The fine was issued in reliance on a previous similar decision by the DPA’s Litigation Chamber (previously covered here) which found that further processing of personal data gathered for municipal purposes with intent to use them for campaigning purposes violated to principles of lawful processing and purpose limitation.
UK ICO fines company £60,000 for Covid-19 related nuisance marketing texts
On September 24th, the UK Information Commissioner’s Office (ICO) issued a £60,000 fine to Digital Growth Experts Limited (DGEL) for sending thousands of nuisance texts at the height of the Covid-19 pandemic.
In an effort to profit from the pandemic, DGEL sent over 16,000 texts between February 29th and April 30th, promoting a hand sanitizer that it claimed to be ‘effective against the coronavirus.’ Recipients of the texts had not consented to receiving them.
According to the ICO, during its investigation DGEL provided unclear and inconsistent responses, and did not provide evidence that it had obtained the consent required under the Privacy and Electronic Communications Regulations (PECR). The issue was brought to the ICO’s attention when the texts were forwarded by complainants to the GSMA’s Spam Reporting Service.
The ICO stated that ‘direct marketing laws are clear and it is the responsibility of businesses to ensure they comply. Ignorance of it or attempting to rely on vague and misleading evidence in support of a marketing campaign simply does not wash…The sending of nuisance marketing texts are a significant concern to the public, and the ICO will continue to take action where our advice is not followed and where we find serious, systemic or negligent behaviour that puts people’s information rights at risk.’
DGEL has only a single company director, and under the PECR the ICO may issue a fine to a company director in his or her personal capacity, including where the company is unable or unwilling to pay a fine.
A recent similar fine of £130,000 was issued by the ICO for unsolicited marketing calls promoting pensions, which we covered here.

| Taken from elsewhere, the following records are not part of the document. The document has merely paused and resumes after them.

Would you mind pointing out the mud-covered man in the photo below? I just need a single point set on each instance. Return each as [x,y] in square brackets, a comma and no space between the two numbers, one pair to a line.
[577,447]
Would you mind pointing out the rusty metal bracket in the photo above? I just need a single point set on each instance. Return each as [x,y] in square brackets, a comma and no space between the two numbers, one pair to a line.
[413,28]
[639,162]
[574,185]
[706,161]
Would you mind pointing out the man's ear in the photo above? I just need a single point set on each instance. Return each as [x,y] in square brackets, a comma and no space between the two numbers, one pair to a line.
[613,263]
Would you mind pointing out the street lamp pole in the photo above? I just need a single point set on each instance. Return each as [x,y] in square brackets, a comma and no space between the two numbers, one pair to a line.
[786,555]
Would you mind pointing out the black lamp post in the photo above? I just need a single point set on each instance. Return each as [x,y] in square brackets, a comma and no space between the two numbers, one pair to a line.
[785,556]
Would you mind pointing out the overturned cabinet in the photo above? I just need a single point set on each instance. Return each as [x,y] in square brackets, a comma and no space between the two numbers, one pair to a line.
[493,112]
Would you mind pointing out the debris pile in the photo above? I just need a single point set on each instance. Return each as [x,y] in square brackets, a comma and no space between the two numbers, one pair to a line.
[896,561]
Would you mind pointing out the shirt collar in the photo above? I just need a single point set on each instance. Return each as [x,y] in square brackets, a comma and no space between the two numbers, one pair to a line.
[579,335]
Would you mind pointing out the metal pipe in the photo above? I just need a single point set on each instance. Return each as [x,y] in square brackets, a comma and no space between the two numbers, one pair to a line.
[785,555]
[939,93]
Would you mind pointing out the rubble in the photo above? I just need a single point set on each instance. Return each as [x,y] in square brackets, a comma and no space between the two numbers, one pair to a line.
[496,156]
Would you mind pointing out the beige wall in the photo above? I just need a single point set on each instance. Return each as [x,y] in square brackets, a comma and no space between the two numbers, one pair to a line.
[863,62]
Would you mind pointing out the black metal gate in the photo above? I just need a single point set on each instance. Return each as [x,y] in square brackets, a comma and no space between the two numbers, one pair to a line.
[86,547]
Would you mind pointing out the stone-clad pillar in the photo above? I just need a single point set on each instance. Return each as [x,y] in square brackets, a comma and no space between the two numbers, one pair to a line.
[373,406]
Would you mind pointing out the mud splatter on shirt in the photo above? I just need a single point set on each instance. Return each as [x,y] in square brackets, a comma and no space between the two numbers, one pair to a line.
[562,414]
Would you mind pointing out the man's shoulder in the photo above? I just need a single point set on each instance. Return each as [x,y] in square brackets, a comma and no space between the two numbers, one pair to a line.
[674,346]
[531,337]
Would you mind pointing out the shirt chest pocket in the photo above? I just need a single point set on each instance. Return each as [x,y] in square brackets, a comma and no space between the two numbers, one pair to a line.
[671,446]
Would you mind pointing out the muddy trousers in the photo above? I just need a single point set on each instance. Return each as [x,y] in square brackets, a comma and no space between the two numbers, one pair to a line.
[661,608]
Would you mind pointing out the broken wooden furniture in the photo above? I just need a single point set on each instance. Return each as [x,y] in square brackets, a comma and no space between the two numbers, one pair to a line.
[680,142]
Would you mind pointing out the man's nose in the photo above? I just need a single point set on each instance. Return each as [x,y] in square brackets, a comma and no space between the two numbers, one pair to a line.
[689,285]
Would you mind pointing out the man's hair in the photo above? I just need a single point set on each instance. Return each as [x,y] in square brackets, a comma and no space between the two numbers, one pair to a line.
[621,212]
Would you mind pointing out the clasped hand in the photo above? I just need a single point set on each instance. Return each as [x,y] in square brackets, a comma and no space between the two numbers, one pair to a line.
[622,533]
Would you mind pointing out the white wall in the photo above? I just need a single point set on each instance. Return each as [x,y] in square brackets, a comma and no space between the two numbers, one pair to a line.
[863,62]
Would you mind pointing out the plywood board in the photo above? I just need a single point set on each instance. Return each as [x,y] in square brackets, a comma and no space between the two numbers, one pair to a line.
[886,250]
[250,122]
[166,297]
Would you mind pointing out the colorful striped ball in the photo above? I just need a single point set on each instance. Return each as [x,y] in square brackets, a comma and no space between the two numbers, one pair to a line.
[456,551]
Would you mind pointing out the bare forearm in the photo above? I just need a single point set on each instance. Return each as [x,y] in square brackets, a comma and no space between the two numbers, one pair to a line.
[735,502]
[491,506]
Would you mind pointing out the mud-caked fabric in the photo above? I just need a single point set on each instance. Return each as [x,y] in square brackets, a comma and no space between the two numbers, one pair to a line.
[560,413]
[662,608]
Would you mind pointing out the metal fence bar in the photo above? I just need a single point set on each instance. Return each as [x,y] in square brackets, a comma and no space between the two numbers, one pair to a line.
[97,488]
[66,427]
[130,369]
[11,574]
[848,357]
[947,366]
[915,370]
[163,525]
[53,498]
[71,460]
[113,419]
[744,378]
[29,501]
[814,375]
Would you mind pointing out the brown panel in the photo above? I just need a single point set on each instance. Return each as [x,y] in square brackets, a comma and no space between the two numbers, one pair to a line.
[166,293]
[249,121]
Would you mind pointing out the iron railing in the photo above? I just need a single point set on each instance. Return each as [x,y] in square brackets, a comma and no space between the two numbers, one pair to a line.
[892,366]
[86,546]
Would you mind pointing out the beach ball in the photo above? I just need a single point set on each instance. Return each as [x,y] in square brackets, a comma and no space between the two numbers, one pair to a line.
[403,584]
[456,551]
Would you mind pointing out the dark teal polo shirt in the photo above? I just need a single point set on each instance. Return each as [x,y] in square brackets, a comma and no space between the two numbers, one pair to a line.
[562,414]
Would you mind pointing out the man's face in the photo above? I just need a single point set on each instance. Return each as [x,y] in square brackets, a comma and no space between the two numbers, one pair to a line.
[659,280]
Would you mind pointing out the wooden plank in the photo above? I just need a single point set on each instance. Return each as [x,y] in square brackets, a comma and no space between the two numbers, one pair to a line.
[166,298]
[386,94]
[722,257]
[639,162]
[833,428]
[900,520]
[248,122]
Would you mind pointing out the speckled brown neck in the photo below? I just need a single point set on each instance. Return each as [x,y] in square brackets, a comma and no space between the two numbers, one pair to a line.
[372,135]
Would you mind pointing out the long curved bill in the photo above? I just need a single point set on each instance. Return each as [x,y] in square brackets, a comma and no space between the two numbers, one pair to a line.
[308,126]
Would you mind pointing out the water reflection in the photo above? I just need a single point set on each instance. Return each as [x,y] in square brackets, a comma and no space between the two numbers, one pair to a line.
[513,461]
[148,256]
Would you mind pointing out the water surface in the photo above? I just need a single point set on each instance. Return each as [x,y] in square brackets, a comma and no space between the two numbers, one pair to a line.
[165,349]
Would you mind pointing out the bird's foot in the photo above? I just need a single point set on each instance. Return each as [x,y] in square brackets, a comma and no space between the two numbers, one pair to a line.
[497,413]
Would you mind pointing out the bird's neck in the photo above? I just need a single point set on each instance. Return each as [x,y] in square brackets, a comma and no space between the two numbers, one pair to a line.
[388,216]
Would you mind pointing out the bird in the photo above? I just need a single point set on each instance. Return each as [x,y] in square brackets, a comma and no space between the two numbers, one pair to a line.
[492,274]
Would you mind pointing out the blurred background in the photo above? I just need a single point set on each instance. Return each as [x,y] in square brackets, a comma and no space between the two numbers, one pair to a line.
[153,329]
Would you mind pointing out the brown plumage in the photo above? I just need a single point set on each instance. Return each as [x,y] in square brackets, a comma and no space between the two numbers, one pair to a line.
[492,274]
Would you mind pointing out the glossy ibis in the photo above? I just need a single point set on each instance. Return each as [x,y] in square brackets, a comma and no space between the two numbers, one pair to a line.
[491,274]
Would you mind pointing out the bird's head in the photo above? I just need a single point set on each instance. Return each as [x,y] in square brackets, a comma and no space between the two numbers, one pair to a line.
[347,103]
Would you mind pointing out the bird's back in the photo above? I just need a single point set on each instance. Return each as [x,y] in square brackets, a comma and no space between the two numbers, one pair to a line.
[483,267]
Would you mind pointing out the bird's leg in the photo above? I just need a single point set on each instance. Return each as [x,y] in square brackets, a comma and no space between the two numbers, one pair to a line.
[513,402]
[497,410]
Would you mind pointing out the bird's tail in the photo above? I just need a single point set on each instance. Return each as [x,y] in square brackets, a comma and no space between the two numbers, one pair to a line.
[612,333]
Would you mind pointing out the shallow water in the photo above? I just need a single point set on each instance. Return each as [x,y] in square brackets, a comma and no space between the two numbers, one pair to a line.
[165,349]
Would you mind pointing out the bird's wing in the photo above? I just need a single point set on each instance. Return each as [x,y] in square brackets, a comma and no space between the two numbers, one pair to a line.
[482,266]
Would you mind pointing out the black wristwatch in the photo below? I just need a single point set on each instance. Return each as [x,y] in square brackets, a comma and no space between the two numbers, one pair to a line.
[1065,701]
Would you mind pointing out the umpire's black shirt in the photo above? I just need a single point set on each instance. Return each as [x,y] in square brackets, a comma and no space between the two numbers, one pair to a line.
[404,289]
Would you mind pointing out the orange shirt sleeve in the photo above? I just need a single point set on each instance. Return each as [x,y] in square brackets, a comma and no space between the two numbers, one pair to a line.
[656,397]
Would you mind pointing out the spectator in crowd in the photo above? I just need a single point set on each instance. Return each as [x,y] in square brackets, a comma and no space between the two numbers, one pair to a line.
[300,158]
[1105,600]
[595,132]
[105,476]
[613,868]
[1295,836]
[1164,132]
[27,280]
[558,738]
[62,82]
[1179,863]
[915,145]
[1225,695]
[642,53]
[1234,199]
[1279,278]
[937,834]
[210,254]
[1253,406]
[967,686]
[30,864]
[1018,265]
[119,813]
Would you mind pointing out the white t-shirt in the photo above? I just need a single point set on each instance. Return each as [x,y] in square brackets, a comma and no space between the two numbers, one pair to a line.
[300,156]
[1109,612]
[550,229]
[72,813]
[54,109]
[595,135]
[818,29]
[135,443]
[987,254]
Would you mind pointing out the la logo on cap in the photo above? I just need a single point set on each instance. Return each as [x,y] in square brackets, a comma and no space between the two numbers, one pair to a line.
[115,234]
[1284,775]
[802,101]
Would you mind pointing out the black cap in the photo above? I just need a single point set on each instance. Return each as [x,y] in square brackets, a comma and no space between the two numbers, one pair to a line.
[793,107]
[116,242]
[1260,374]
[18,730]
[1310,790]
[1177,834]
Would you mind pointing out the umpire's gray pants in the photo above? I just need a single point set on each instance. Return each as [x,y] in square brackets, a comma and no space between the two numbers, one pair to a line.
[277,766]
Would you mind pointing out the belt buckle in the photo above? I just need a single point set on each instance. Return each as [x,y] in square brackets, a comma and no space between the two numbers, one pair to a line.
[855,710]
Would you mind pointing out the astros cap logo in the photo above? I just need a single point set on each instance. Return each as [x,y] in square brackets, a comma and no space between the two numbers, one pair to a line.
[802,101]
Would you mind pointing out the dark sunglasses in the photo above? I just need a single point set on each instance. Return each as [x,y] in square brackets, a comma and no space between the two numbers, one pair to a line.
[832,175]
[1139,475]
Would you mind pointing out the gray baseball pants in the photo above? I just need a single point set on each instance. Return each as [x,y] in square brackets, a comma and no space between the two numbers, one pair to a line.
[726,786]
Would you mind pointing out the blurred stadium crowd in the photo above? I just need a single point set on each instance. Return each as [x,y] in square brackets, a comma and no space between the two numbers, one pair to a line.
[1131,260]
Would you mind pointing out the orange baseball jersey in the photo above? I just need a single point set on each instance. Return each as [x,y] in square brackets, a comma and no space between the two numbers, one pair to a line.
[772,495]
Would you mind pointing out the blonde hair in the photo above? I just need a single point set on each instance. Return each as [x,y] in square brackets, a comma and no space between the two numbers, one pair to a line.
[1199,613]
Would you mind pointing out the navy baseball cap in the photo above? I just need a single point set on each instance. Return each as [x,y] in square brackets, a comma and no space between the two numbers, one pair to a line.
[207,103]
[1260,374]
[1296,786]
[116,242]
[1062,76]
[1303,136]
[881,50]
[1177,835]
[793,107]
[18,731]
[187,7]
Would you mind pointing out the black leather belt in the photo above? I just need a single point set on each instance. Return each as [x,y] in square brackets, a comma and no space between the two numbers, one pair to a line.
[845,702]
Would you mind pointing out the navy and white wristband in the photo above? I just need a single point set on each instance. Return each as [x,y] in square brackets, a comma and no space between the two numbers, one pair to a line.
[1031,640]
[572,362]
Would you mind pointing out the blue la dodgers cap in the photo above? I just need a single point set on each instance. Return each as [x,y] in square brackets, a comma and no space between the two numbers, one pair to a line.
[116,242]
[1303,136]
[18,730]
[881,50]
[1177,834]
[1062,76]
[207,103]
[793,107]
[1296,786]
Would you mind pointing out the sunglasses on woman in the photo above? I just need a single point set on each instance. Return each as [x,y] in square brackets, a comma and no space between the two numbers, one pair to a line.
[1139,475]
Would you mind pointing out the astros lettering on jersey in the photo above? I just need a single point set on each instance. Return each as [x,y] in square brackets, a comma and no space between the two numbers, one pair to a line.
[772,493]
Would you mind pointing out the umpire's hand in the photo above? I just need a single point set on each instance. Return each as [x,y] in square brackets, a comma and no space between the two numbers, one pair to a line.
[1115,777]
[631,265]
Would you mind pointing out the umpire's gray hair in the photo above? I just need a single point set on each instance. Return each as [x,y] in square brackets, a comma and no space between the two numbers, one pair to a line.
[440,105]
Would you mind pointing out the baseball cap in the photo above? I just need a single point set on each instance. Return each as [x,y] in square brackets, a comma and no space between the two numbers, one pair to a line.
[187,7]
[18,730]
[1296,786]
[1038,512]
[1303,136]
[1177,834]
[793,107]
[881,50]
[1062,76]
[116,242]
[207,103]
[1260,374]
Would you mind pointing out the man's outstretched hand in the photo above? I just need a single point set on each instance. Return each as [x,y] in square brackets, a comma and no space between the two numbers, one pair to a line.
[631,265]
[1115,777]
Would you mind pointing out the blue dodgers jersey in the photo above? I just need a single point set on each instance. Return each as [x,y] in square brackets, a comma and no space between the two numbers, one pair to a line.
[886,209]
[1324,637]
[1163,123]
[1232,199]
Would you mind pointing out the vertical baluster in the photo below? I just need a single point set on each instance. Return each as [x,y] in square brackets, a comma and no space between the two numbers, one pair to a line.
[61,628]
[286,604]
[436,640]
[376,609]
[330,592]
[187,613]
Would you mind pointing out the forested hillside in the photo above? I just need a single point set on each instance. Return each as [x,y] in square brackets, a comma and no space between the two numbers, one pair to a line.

Public Health Wales issues statement on covid testing data breach
On September 16th, Public Health Wales (PHW) published a statement on its website announcing it had suffered a data breach involving identifiable personal data of Welsh residents who have tested positive for Covid-19.
The breach, which occurred due to human error on August 30th, involved the uploading to a public server of the personal data of 18,000 residents who had tested positive, which was searchable by anyone using the PHW website. PHW was alerted of the breach and removed the data on August 31st, but in the 20 hours it was accessible the data had been viewed 56 times.
In most cases, the personal data exposed included individuals’ initials, dates of birth, geographic area and sex, and therefore the risk of them being readily identifiable was deemed by PHW to be relatively low. However, for roughly 2,000 data subjects living in nursing homes or other supported housing, the personal data also included the name of their nursing home or housing setting, creating a greater risk of identification.
PHW stated that there was no evidence that the data had been misused, but that the ICO and the Welsh government were notified of the breach, and that an investigation had been commenced into the circumstances surrounding the breach, to be led by the Head of Information Governance at the NHS Wales.
PHW also stated that it had taken steps to prevent similar incidents happening going forward, including altering procedures so that any future data uploads are carried out by a senior member of staff.